In my opinion, the current training programs in undergraduate podiatry school have minimal exposure and lectures in sports medicine. Most schools do not have formalized lectures. In this case, students should try to attend meetings conducted by sports medicine groups such as the American Academy of Podiatric Sports Medicine, be involved in the sports medicine clubs, and read journals such as the Journal of Sports Medicine (British and American versions), Medicine and Science in Sports and Exercise, and the Journal of Orthopedic and Sports Physical Therapy. In addition, the student should try to shadow sports medicine practitioners including orthopedists, physical therapists and athletic trainers. This is exactly what I did and still do.

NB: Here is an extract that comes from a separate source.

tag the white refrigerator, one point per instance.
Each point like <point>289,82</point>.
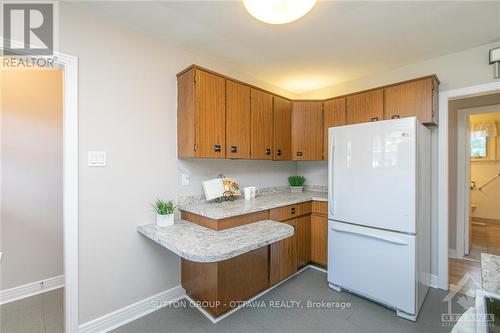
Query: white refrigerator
<point>379,212</point>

Doctors can always have the excuse they are too busy but there is no time like the present, even for established practitioners who want to learn. Residencies also have minimal exposure to sports medicine unless you are fortunate enough to train under a residency director who has strong knowledge of these issues. I did my residency training under John Grady, DPM, who is truly one of the few podiatrists to be a specialist in all aspects of podiatry.
Post-residency, there are a few certified sports medicine programs such as the one I direct. Even without formal rotations, one can get training. There are two great sayings: “Never let your education get in the way of your learning” and “What you learn after you know it all is what counts.”
Keys To Being A Successful Sports Medicine Podiatrist
One should know when an orthosis will treat or actually cure something. Unfortunately, orthoses for sports injuries have not been studied with rigid criteria. For instance, I know I can modify an insert or orthosis to take the pressure off a toe joint or metatarsal. However, we have not studied cohorts with and without this modification to see if one group gets better faster or not. The reality is, in sports medicine, faster is better.
As a podiatrist who specializes in sports medicine, the most common injuries I see are ankle sprains, Achilles tendon ruptures and tendonosis, stress fractures, ankle osteochondral and transchondral defects, Lisfranc injuries, hallux rigidus and peroneal tendon pathology. Other than hallux rigidus, very little in the formalized educational process has traditionally concentrated on these pathologies.
Physicians should spend time with practitioners who treat these conditions. If one cannot treat them surgically, you can at least recognize them and facilitate a possible referral. I can honestly say one can stay busy full-time just treating these entities as a podiatrist.
One also has to know if the shoe gear is helping or hurting the situation. A sports medicine podiatrist should be as familiar with shoe gear as he or she is with medication.